A consortium of private equity investors – ChrysCapital, TPG, and Premji Invest – has invested about $315 million in Firstcry, valuing the children’s retailer at about $1.9-$2.1 billion, three people with direct knowledge of the deal said.
The company is planning to target a public market listing in 18-24 months, they said. The deal includes a $300 million secondary transaction, they added.
There is also a small primary component of nearly $13 million from Premji Invest, regulatory filings revealed. ET reported about the impending transaction on January 8.
“All three private equity investors have roughly brought in $100 million each,” said a person with direct knowledge of the advancement.
The early investors in the SoftBank-backed company, such as Elevation Capital (formerly SAIF Partners), Vertex Partners, and MegaDelta Capital Advisors have sold their entire stakes as part of the recent transaction.
“The deal values the company at between $1.9 billion and $2.1 billion,” said another person familiar with the development.
The latest transaction has doubled the company’s valuation in less than 24 months — SoftBank Vision Fund had picked up 40% in FirstCry in 2019, valuing it at about $1.1 billion. The omnichannel retailer committed to baby and mother care products received $400 million in fresh equity from the Masayoshi Son-led fund as part of its Series E round.
“This round helps the company consolidate its investor base ahead of the IPO that it plans over the next 18-24 months,” another person added. When contacted, Supam Maheshwari, chief executive and co-founder of Firstcry, refused to comment.
Spokespersons for ChrysCapital, Premji Invest, TPG, Elevation Capital, MegaDelta, and Vertex did not respond to requests for comment.

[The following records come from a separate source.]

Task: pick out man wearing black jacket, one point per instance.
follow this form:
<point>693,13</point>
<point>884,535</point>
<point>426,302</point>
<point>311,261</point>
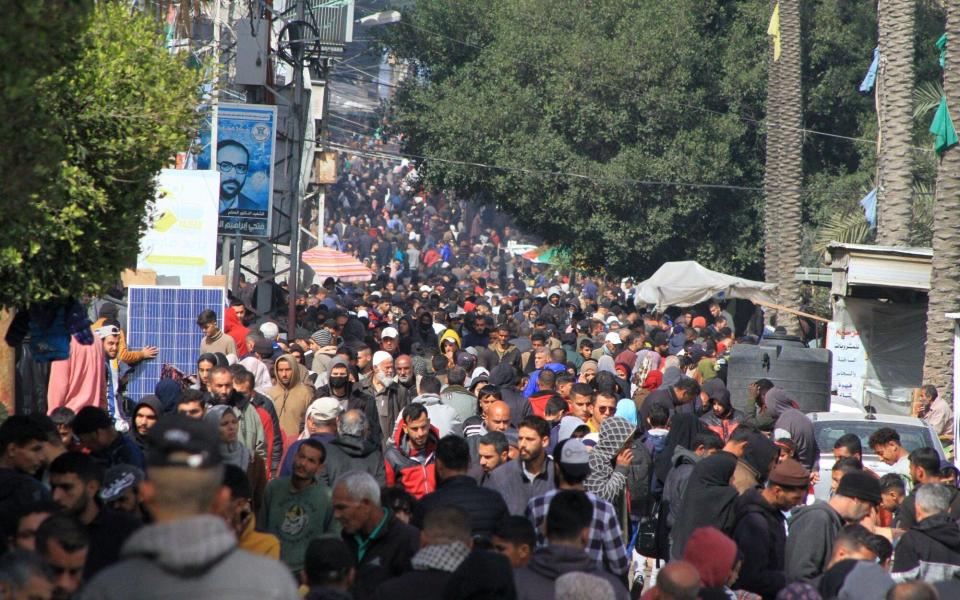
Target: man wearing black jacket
<point>930,550</point>
<point>759,530</point>
<point>351,397</point>
<point>455,487</point>
<point>924,470</point>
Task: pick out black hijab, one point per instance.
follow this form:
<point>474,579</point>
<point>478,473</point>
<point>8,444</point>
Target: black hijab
<point>708,500</point>
<point>684,428</point>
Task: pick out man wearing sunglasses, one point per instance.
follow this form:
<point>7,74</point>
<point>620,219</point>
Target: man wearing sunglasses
<point>233,162</point>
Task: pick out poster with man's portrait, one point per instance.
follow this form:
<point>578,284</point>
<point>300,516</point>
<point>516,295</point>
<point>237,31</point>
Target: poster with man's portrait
<point>246,141</point>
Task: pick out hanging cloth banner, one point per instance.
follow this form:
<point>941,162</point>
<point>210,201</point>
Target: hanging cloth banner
<point>774,30</point>
<point>871,77</point>
<point>942,47</point>
<point>943,128</point>
<point>869,204</point>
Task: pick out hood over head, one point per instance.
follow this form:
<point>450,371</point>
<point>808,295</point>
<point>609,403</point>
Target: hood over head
<point>186,547</point>
<point>503,375</point>
<point>294,365</point>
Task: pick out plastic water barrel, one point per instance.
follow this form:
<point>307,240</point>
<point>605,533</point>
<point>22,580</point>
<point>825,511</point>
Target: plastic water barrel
<point>803,373</point>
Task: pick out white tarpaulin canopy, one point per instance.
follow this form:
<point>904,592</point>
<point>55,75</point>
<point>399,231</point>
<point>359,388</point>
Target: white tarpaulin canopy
<point>685,283</point>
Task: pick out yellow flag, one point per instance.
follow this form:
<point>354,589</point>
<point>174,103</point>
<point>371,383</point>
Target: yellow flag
<point>774,30</point>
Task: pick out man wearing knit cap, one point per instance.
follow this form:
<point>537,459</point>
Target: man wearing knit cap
<point>814,528</point>
<point>390,396</point>
<point>390,341</point>
<point>760,532</point>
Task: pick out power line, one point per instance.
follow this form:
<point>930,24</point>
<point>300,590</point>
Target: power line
<point>678,104</point>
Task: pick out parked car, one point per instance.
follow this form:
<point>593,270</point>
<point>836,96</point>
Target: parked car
<point>828,427</point>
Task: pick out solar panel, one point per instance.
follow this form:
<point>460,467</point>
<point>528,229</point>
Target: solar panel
<point>166,317</point>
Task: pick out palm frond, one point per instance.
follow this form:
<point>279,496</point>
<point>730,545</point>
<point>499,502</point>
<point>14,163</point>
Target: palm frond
<point>926,98</point>
<point>847,228</point>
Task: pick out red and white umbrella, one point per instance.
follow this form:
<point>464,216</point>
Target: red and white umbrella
<point>327,262</point>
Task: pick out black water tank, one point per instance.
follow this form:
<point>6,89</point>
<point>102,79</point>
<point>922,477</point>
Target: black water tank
<point>803,373</point>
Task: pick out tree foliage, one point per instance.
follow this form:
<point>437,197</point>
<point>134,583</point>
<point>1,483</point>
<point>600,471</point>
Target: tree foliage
<point>109,111</point>
<point>631,92</point>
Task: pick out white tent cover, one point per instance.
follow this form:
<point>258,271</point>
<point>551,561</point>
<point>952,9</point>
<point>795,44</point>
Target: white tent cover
<point>685,283</point>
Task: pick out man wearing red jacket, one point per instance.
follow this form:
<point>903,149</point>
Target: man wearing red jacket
<point>409,460</point>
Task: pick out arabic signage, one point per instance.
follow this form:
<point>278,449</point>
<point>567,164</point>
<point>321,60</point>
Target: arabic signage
<point>849,361</point>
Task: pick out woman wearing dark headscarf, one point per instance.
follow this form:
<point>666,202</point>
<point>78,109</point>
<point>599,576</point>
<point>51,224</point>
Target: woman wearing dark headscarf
<point>408,334</point>
<point>709,500</point>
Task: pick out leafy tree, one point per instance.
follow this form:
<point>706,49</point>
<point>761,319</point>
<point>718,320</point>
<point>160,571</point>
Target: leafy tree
<point>111,111</point>
<point>621,93</point>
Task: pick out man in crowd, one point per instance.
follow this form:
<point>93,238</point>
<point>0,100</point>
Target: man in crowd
<point>605,542</point>
<point>188,551</point>
<point>445,543</point>
<point>569,518</point>
<point>493,450</point>
<point>485,507</point>
<point>75,480</point>
<point>760,531</point>
<point>409,460</point>
<point>214,340</point>
<point>885,443</point>
<point>108,446</point>
<point>520,480</point>
<point>21,457</point>
<point>389,396</point>
<point>351,396</point>
<point>352,449</point>
<point>63,544</point>
<point>382,544</point>
<point>935,411</point>
<point>814,528</point>
<point>290,396</point>
<point>458,397</point>
<point>930,549</point>
<point>297,508</point>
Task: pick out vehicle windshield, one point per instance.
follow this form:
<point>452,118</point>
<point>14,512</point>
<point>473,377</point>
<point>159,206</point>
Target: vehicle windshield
<point>828,432</point>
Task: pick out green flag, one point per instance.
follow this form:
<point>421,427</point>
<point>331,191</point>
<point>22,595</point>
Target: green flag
<point>942,127</point>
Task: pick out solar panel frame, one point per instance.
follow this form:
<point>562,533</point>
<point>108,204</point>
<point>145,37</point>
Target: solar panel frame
<point>166,317</point>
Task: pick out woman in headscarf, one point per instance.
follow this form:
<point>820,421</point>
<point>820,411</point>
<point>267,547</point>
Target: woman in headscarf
<point>408,334</point>
<point>612,466</point>
<point>145,416</point>
<point>708,501</point>
<point>721,417</point>
<point>226,419</point>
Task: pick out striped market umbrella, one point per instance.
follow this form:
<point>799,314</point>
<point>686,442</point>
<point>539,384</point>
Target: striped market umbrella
<point>327,262</point>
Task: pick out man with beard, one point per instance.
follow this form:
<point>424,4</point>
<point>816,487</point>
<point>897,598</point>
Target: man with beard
<point>63,544</point>
<point>290,395</point>
<point>243,385</point>
<point>389,396</point>
<point>410,458</point>
<point>351,397</point>
<point>297,508</point>
<point>532,475</point>
<point>405,375</point>
<point>222,388</point>
<point>75,481</point>
<point>233,161</point>
<point>352,449</point>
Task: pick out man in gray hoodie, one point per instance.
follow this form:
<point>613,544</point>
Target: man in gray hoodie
<point>188,552</point>
<point>814,528</point>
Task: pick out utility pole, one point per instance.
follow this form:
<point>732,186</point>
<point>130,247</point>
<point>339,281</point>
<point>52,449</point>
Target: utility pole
<point>296,142</point>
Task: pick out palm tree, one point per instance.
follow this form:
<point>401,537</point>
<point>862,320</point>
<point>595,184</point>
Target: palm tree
<point>789,156</point>
<point>896,21</point>
<point>944,294</point>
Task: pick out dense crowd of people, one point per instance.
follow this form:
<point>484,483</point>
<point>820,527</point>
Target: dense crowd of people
<point>461,427</point>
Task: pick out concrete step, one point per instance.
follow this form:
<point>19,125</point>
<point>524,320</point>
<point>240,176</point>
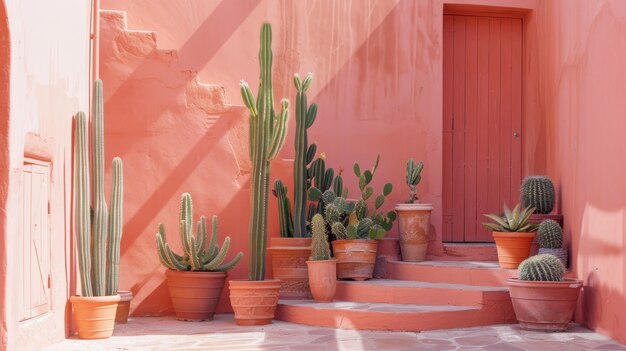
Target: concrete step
<point>417,292</point>
<point>478,273</point>
<point>383,316</point>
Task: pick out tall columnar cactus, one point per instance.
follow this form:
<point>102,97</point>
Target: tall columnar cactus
<point>196,255</point>
<point>320,249</point>
<point>267,137</point>
<point>413,177</point>
<point>538,192</point>
<point>550,235</point>
<point>98,239</point>
<point>541,268</point>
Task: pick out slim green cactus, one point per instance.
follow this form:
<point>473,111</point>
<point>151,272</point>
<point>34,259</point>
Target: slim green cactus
<point>196,255</point>
<point>550,235</point>
<point>538,192</point>
<point>267,137</point>
<point>320,249</point>
<point>98,240</point>
<point>413,177</point>
<point>543,267</point>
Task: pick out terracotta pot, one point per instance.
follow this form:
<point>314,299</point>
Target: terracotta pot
<point>254,302</point>
<point>512,247</point>
<point>123,307</point>
<point>413,224</point>
<point>547,306</point>
<point>323,279</point>
<point>289,256</point>
<point>355,258</point>
<point>95,316</point>
<point>195,294</point>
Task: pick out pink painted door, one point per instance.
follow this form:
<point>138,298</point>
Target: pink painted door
<point>482,116</point>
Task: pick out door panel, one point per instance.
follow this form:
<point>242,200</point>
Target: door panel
<point>482,121</point>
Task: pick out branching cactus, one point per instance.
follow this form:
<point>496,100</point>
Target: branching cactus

Founded in September 2010, the company acquired BabyOye from Mahindra Retail in an all-stock deal worth Rs 362 crore ($50 million) in 2015. Its other investors include Mahindra Group, Valiant Capital, Ratan Tata, and Kris Gopalakrishnan.
With over 300 stores in 125 cities, Firstcry has grown its user base to more than 4 million customers and claims that it offers 200,000 baby and children’s products from 2,000 brands. It competes with Hopscotch and Kids Stop Press in the online segment.
In the financial year 2020, the Pune-based company’s revenue increased 68% to Rs 897 crore, enabling it to reduce net losses by 83% to Rs 191 crore. Expenses declined 26% to Rs 1,088 crore, company filings show.
Last year, most e-commerce operations had to significantly scale down operations in April-June due to the Covid-19 pandemic.
“The company is looking to expand its presence in the Middle East and looks to set up shop in markets such as Oman and Saudi Arabia,” said a person with direct knowledge of the company’s plans. It is already the biggest player in the segment in the UAE after setting up a business there in late 2019.
According to market and consumer data firm Statista, India’s apparel market is anticipated to grow 11% to $85 billion by 2021. The kidswear segment alone is expected to reach almost Rs 1.7 lakh crore by 2028.
All the incoming investors in Firstcry – TPG, ChrysCapital, and Premji Invest, have deep consumer and retail investment experience, having backed ventures as diverse as Nykaa, BookMyShow, W, Dream11, Lenskart, CavinKare, Myntra, and Future Lifestyle Fashions.